It takes courage to unveil a pricey new – well almost new – luxury car in a time of economic Armageddon.
So Land Rover deserves plaudits for rolling out in these austere times the fourth generation of its iconic, go-anywhere Range Rover.
Doubtless its fiercely loyal and wealthy customer base has been reduced in recent years by the recession.
Despite the pervading economic gloom, now Indian-owned Jaguar Land Rover (JLR) is on the point of completing a satisfactory 2012 in Ireland, with sales of some 900 vehicles.
The figure breaks down into 40pc Land Rover, 30pc Range Rover Evoque with the balance comprised of Range Rover Sport, Freelander and Defender.
JLR acknowledges that the classy, mould-breaking Evoque gave it the fillip it needed to withstand the worst ravages of the slump.
But perhaps, the most beneficial aspect of the Evoque's success, is the new-found confidence it has instilled in the Land Rover operation here. That's underpinned by the fact that, over the next five years, executives have revealed JLR will bring to market some 40 new vehicles.
As for the new Range Rover, it's a measure of the brand's strong customer loyalty and legendary reputation for cushy on-road and off-road motoring that it remains firmly in command in its sector.
Unleashed, aptly, on the spectacular Moroccan coast and due to hit these shores at the end on this month, JLR insists that its new flagship pushes the marque to new levels of luxury and refinement. Over a challenging test route on motorway, craggy mountain passes and sand dunes it performed with aplomb.

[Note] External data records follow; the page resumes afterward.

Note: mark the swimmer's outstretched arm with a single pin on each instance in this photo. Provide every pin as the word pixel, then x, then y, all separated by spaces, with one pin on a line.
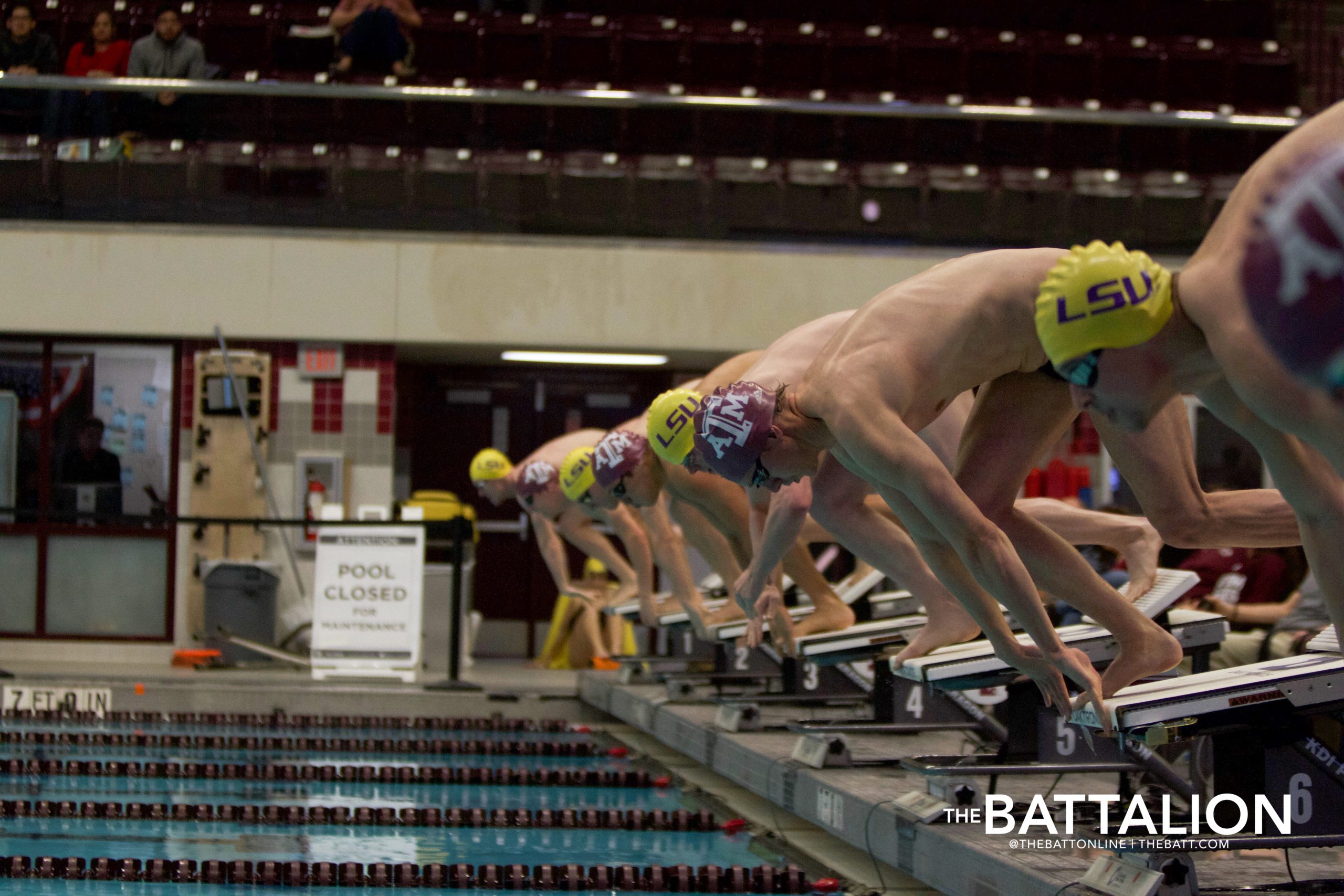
pixel 553 553
pixel 882 446
pixel 702 535
pixel 670 553
pixel 636 577
pixel 1277 397
pixel 1309 484
pixel 781 519
pixel 1159 464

In design terms, it has a lower gait, lending it a sharper look, while among the highlights is the floating roof and a hint of a new dynamism conveyed by prominent side fender vents.
It now boasts a ground-breaking, lightweight aluminium body with a revised air suspension system.
Among the myriad of enhanced technologies the next generation of its 'Terrain Response 2' technology, makes hands-on driver control virtually redundant.
Whether traversing a river bed (it can now negotiate water to a depth of 900mm), clambering over rocks, or scaling desert dunes, you just set the system to 'auto' and let the electronics do all the work.
On the road another Dynamic Response system suppresses body roll and delivers stable handling even at speed, while a 4WD system provides a two-speed low range option for difficult conditions, or when towing. A split, powered tailgate adds space and eases the chore of ferrying cargo.
The cabin, which houses the world's first 3D surround sound system with 29 speakers, exudes luxury with luscious leather seats and quality veneers, while multi-layered insulation has made the Range Rover one of the quietest workhorses around.
LR expects the 3-litre TDV6 to be the biggest seller here. Priced from €119,000, it will be accompanied by the Vogue with prices starting at €135,000. A 4.4-litre TDV8, priced at €150,000, will be available on special order as will a 5-litre supercharged version priced at €160,000. JLR expects to sell 40 Range Rovers next year.
While the Celtic Tiger may have snuffed it, clearly some of its cubs remain in rude financial health.